Diplomacy SearchBot and DORA

This code contains checkpoints and training code the following papers:

"Human-Level Performance in No-Press Diplomacy via Equilibrium Search" from ICLR'21. Exact code version is at iclr21 branch.
"No-press Diplomacy From Scratch" from NeurIPS'21.

Code

A very brief orientation:

The implementation for SearchBot lives here
The supervised learning model architecture lives here, and the bulk of the training logic lives here
RL training - both for policy gradient and deep nash value iteration - lives here

Models

The pretrained models are available for download under this repo's "Releases". The easiest way to download them is via bin/download_dora_models.sh script. Configurations of agents, i.e., combinations of checkpoints and parameters are stored in conf/common/agents.

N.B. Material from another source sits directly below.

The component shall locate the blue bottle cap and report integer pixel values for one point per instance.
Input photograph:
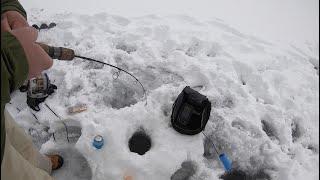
(98, 142)
(226, 162)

Below is the list of the most important ones:
- model_sampled is Blueprint from ICLR'21 paper
- searchbot_02_fastbot is SearchBot from ICLR'21 paper
- searchbot_neurips21_fva_dora is the FvA DORA agent that played with humans from NeurIPS21 paper.
- searchbot_neurips21_human_dnvi_npu is HumanDNVI-NPU from NeurIPS21 paper
- searchbot_neurips21_dora is DORA from NeurIPS21 paper
- searchbot_neurips21_supervised is SearchBot-Transf from NeurIPS21 paper.

Evals

The command to play a couple of agents against each other:

python run.py --adhoc --cfg conf/c01_ag_cmp/cmp.prototxt \
    I.agent_one=agents/CFG_NAME1.prototxt \
    I.agent_six=agents/CFG_NAME2.prototxt

Runn an FVA game:

python run.py --adhoc --cfg conf/c01_ag_cmp/cmp.prototxt \
    I.agent_one=agents/CFG_NAME1.prototxt \
    I.agent_six=agents/CFG_NAME2.prototxt \
    start_game=./fva_starting_position.json

There is also a script that will run sequentially multiple games between all pairings of a set of agents.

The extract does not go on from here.